Tuesday, December 29, 2020

HBO's Perry Mason - Chapter One

Bearing little to no resemblance to either Erle Stanley Gardner's original novels nor CBS' long-running television show, the first episode of HBO's Perry Mason reimagines the famous defense lawyer Perry Mason as a low-rent private detective (Matthew Rhys) who only steps into the courtroom once, as a witness. Down on his luck, with questionable morals, and in need of money (that he unsuccessfully attempts to extort from a client), Mason accepts a job from an old friend (John Lithgow) to look into a case involving the kidnapping and ransom of a baby that goes horribly wrong.
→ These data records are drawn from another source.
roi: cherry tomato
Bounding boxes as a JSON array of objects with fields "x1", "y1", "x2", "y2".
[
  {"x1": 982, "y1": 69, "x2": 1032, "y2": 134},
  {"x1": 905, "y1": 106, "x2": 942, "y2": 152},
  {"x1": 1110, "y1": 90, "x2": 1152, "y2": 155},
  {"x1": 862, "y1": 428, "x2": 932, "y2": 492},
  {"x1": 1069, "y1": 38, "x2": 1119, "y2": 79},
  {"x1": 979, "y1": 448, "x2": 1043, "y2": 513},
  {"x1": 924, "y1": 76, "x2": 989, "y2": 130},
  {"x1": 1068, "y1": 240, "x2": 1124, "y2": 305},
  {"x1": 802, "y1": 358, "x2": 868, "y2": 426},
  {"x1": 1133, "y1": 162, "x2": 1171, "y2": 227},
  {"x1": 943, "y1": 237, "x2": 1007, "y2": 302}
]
The episode is well-shot, and the 30s setting fits the hardboiled tone of the series is going for. The case quickly gets under Mason's skin as does his ire at the incompetence of the police to look for an easy collar rather than solve the crime. Rhys plays up the Sam Spade-ish Mason. Had the series been called anything else, I would likely be giving it a better review. However, choosing to bank on the name Perry Mason does come with a responsibility to deliver a recognizable character which sadly isn't the case here. And, from what we get here, there's no reason why this would need to be a Perry Mason story. The theme of the series seems to be to showcase a series of events which cause the character to eventually become the legendary defense attorney, but besides a keen observation and a doggedness to continue down his own path, there's little recognizable about this version of the character.